Depuis la répression dans le sang des émeutes d’Andijan en 2005, le régime autocratique d’Islam Karimov a tout fait pour étendre à Internet le contrôle absolu qu’il exerçait sur les médias traditionnels. Il s’est progressivement doté de structures institutionnelles, d’instruments législatifs et de technologies d’avant-garde pour s’assurer que la Toile ne mette pas son pouvoir en péril. Depuis 2011, les fournisseurs d’accès privés passent tous par la compagnie d’Etat Uztelecom pour accéder à Internet, ce qui simplifie encore la procédure de blocage des sites internet.

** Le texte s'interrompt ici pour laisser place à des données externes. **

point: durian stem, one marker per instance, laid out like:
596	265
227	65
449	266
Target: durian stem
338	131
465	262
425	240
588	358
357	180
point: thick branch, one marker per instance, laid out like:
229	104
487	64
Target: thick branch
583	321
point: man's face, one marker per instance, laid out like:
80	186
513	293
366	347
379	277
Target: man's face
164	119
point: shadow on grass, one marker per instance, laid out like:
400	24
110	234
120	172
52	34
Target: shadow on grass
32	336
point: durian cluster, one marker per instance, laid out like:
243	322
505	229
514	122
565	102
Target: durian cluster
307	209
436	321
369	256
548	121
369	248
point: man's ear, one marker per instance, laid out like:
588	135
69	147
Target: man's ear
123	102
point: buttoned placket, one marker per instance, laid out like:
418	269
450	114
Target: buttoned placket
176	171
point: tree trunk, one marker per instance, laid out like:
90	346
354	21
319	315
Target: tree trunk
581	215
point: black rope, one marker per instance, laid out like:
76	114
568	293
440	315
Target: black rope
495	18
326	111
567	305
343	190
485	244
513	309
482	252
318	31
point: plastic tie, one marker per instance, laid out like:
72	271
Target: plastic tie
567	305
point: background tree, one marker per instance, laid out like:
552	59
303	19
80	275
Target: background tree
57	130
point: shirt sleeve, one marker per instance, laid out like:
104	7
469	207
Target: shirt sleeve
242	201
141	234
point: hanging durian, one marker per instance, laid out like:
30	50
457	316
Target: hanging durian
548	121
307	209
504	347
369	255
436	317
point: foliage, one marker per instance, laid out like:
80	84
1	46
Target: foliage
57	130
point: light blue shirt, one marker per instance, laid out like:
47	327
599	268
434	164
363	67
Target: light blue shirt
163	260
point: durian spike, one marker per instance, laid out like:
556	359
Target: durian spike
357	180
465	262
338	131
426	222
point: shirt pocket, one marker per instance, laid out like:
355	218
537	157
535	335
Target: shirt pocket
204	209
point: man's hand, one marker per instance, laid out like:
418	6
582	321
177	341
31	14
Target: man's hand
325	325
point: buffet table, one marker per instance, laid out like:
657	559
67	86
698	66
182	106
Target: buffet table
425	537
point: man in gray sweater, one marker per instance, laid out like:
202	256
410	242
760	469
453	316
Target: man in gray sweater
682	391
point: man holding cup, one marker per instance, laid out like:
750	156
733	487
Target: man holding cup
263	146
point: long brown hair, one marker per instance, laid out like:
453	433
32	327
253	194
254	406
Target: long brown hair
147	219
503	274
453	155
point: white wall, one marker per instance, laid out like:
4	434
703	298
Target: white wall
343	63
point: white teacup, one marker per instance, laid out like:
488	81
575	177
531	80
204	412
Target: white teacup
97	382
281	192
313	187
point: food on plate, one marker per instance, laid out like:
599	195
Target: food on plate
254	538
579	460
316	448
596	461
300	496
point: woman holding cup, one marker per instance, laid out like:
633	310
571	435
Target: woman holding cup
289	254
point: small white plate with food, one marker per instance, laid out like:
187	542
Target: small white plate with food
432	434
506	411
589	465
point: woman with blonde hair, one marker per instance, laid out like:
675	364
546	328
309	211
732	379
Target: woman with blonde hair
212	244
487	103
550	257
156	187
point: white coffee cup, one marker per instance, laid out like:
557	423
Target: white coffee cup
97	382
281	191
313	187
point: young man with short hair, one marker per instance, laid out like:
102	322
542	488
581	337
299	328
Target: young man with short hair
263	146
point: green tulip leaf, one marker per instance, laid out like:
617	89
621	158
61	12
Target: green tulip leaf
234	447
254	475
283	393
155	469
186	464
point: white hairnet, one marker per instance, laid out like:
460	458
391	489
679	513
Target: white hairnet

La plupart des sites d’information indépendants, d’opposition ou de défense des droits de l’homme sont inaccessibles dans le pays et n’apparaissent pas dans le moteur de recherche national www.uz. L’accès aux outils de contournement de la censure est lui aussi de plus en plus largement entravé. La Commission d’experts sur l’information et les communications de masse traque en permanence de potentiels contenus à l’influence “négative ou destructrice”. Mais lorsqu’elles veulent faire taire blogueurs ou journalistes en ligne, les autorités ne s’embarrassent pas de procès dans les formes : plusieurs croupissent en prison, dans des conditions effroyables, sous des accusations montées de toutes pièces de “trafic de drogue” ou de “corruption”. En décembre 2014, le site d’information de référence Uznews.net a été contraint de fermer après que la messagerie électronique de sa rédactrice en chef a été piratée.

L’Ouzbékistan est classé 166ème sur 180 pays au Classement mondial de la liberté de la presse 2015 de Reporters sans frontières.